Question

We would like to give access to some of our EJBs from Excel. The goal is to give an API usable from VBA.

Our EJBs are mostly Stateless Session Beans that do simple CRUD operations with POJOs.

Some possible solutions:

  • Exposing the EJBs as WebServices and create a VB/C# dll wrapping them,
  • Using Corba to access the EJBs from C#,
  • Creating a COM Library that uses Java to access the EJBs,

Pointers to frameworks for these solution or other ideas are welcome.

Was it helpful?

Solution

You could take a look at IIOP.NET, which addresses this issue.

OTHER TIPS

If you have a fairly recent ejb container, the cheapest and easiest should be to expose your beans as web services and call it from VB/C#. This doesn't require any extra tool or library.

I work on an open source project called XLLoop - this framework allows you to expose POJO functions as Excel functions.

It consists of:

  1. An Excel add-in (XLL), which communicates over TCP to:
  2. A Java server/library, which invokes java methods.

You could embed this java function server in an EJB and have it deployed as part of your app server.

Back in the VB6/COM/DCOM times we used the suite J-Integra to accomblish this task. I have no experience with the .NET version though.

I highly recommend IKVM. It is a java byte code to .NET assembly compiler (i.e. JAR --> DLL) and I have used it to create live JMX links and listeners in an Excel automation server. It should not be difficult for you to create a .NET assembly of your EJB client stubs and supporting libraries.

//Nicholas

You could try Obba (I work on this project):

Obba is a Java object handler for spreadsheet applications.

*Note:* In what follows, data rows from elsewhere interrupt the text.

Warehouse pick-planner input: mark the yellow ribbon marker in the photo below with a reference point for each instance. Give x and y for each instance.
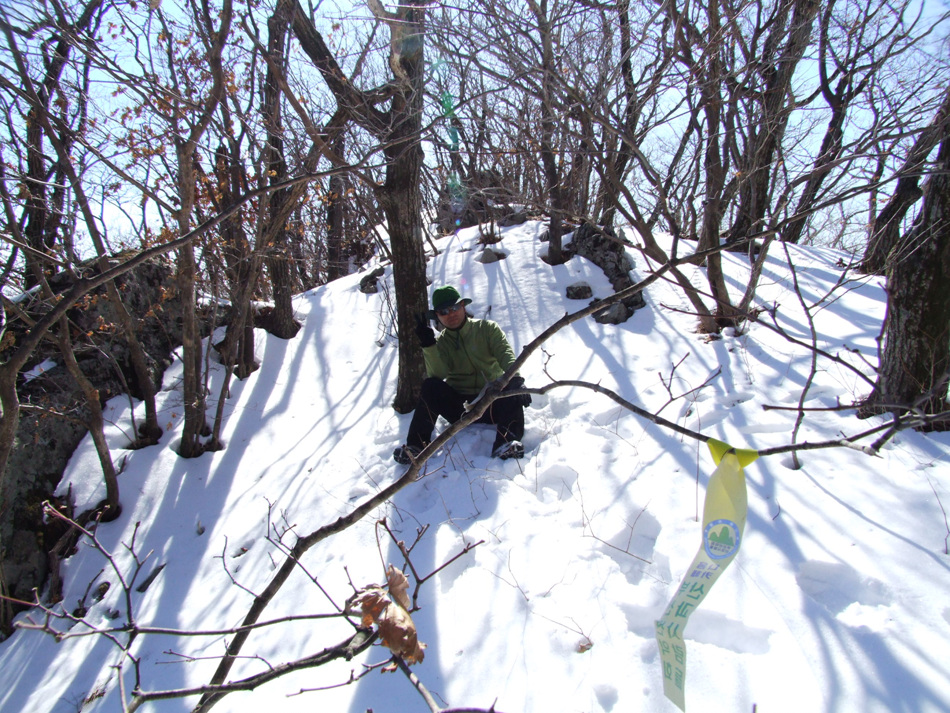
(724, 515)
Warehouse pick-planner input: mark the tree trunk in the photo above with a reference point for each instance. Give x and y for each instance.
(916, 358)
(885, 231)
(336, 211)
(401, 200)
(110, 509)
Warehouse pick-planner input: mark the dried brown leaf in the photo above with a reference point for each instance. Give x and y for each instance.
(373, 603)
(398, 632)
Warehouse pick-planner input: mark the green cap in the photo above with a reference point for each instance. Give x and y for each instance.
(446, 297)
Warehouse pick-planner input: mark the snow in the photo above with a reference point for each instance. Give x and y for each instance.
(837, 600)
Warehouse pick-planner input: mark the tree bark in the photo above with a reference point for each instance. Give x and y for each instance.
(915, 361)
(885, 231)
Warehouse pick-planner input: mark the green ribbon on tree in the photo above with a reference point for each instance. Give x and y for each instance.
(724, 517)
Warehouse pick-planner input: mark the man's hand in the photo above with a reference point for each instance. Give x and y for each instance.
(424, 331)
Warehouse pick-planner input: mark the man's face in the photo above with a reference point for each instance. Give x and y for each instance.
(452, 317)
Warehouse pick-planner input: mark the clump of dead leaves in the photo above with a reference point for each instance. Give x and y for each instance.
(390, 612)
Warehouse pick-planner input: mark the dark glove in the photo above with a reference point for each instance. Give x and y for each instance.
(424, 331)
(517, 382)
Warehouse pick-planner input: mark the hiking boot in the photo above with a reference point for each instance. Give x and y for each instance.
(404, 455)
(514, 449)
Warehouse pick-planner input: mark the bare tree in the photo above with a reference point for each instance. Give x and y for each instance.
(915, 360)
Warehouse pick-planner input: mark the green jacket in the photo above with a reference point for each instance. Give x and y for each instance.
(469, 357)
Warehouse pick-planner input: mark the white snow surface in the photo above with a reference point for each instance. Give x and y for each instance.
(837, 601)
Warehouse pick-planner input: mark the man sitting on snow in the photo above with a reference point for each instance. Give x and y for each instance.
(466, 355)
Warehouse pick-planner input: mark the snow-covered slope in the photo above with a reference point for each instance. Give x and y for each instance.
(836, 602)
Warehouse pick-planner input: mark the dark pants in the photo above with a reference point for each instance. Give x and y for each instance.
(439, 399)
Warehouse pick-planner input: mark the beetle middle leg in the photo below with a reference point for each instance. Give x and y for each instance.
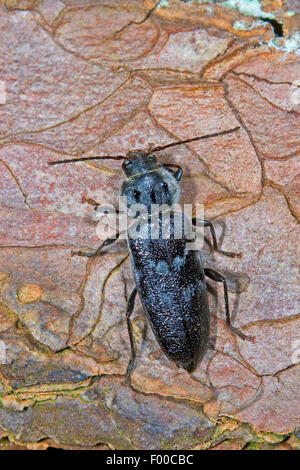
(215, 276)
(207, 223)
(130, 308)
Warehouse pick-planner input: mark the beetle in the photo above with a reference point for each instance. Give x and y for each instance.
(169, 278)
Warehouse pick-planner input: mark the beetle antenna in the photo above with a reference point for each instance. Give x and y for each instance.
(83, 159)
(194, 139)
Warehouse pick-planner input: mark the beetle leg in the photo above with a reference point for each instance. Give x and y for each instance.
(96, 204)
(215, 276)
(130, 307)
(207, 223)
(178, 173)
(107, 242)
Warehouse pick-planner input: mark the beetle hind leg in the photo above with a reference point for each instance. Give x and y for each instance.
(216, 248)
(215, 276)
(130, 308)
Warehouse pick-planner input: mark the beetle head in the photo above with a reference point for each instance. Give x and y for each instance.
(148, 182)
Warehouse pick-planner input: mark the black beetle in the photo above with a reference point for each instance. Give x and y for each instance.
(169, 278)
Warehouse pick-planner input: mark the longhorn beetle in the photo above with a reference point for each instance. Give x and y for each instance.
(170, 279)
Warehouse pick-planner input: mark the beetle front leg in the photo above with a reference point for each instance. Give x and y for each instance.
(107, 242)
(130, 308)
(215, 276)
(207, 223)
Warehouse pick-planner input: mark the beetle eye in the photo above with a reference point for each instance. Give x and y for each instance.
(136, 194)
(127, 163)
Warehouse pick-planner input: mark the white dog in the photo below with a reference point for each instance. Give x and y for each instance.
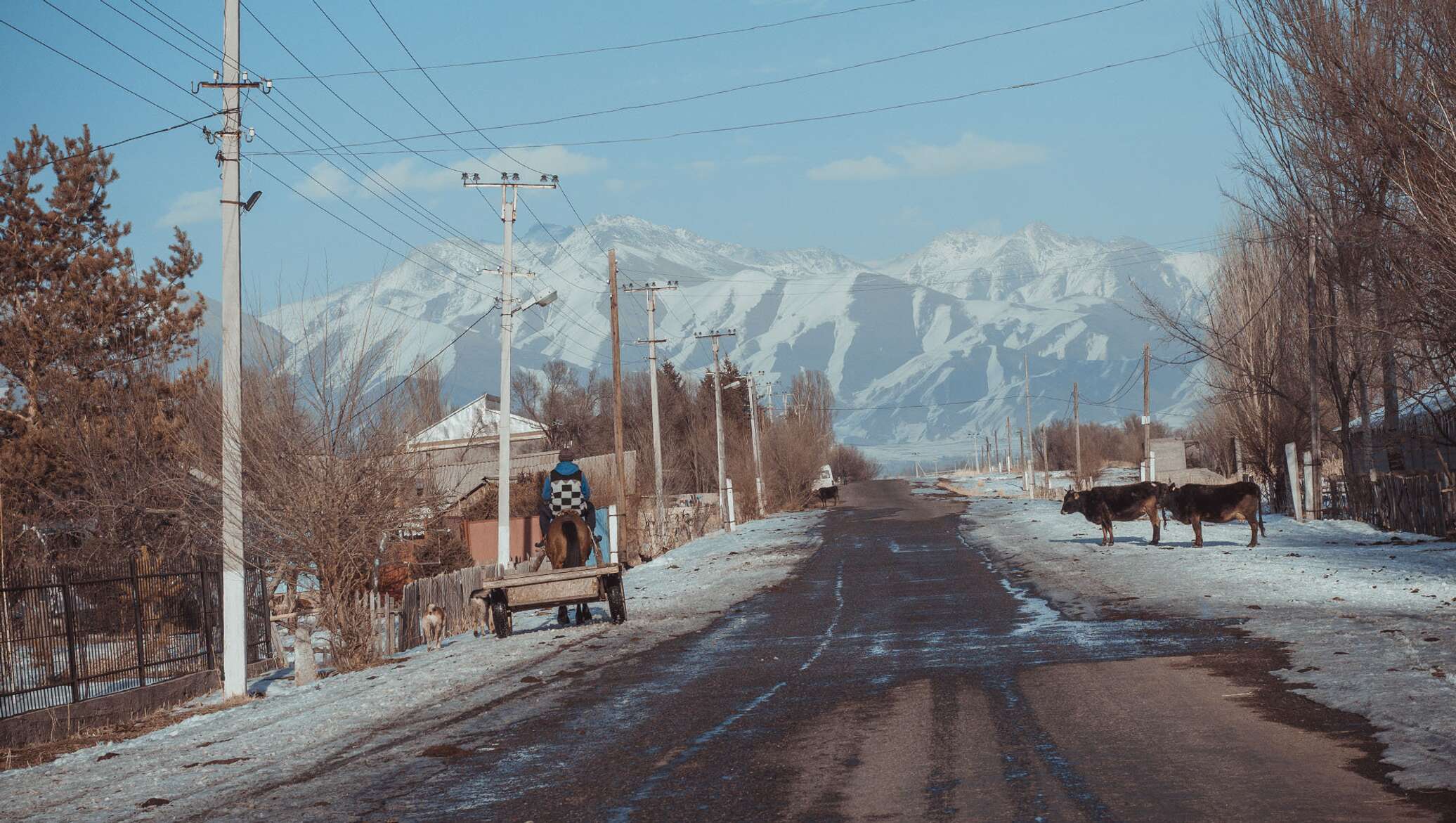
(434, 627)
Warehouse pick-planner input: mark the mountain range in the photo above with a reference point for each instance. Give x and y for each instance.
(925, 351)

It provides a bridge between spreadsheets and Java classes, such that spreadsheets can be used as graphical user interface for Java libraries. Accessing your Java library form the spreadsheet requires no glue code (no VBA needed, no special Java code needed). Objects are instantiated by their original constructor. Constructors and methods are invoked using a "by name" reflection. A spreadsheet-specific factory method is not necessary. Obba provides the functions to handle objects in spreadsheets.

The Java virtual machine providing the add-in may run on the same computer or a remote computer - without any change to the spreadsheet, i.e., object referenced in the spreadsheet can reside on remote Java virtual machine.